П stands for "Подпрограмма" ("subprogram"). Arguments are separated by comma.
For example, to call the subprogram declared above, we would write:
П f { 1, 2 }
In ADPL the letter П is replaced with Pg:
Pg f { 1, 2 }
This call would result in
1
2
printed to the terminal.
There is also a special way to call a subprogram not explicitly described in the original syntax. For example, if we wanted to save the address of a subprogram to a variable and later call it, we could write:
fv = &f
Pg [fv] { 1, 2 }
This allows us to pass a subprogram as a parameter to another subprogram.
In ADPL there is no direct equivalent for the return statement in the C-like languages.
Instead, one or more "output" parameters are passed to the subprogram,
which are used as addresses to store the results. For example:
Pg double { 2, res }
print 'res
!
@double ... Nil -> value, Nil -> result
value * 2 => result
Ret
This program should print 4.
The "Replace" formula is used in Address Programming Language for metaprogramming.
It is somewhat similar to macros in C/C++.
The basic form in the original syntax is З { a1 → c1, an → cn } α, β.
Here the labels α, β represent the scope of the formula.
That is, the formula is applied to the lines that are between the line marked with the label α (inclusive)
and the line marked with the labelβ (exclusive).
The expression a1 → c1, an → cn is a list of replacement rules.
A single replacement rule a → c consists of a pattern to match (a)

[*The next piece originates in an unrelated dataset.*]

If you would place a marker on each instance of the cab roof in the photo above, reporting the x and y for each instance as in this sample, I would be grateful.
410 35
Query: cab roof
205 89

and a replacement for that pattern (c).
Here's an example in the original syntax:
n = 10
З { - → +, n → 100 } α, β
!
α ...
Печать 10 - 1
Печать 10 - 2
Печать 10 - 3
Печать n
β ...
Without the replacement, this would print
9
8
7
10
With the replacement, it prints the following instead:
11
12
13
100
In ADPL the letter З is replaced with the keyword R.
Also, replacement rules are separated with ; instead of ,.
Thus, the above example would be written as:
n = 10
R { - -> +; n -> 100 } alpha, beta
!
@alpha ...
print 10 - 1
print 10 - 2
print 10 - 3
print n
@beta ...
In the ADPL implementation it is also possible to replace entire statements.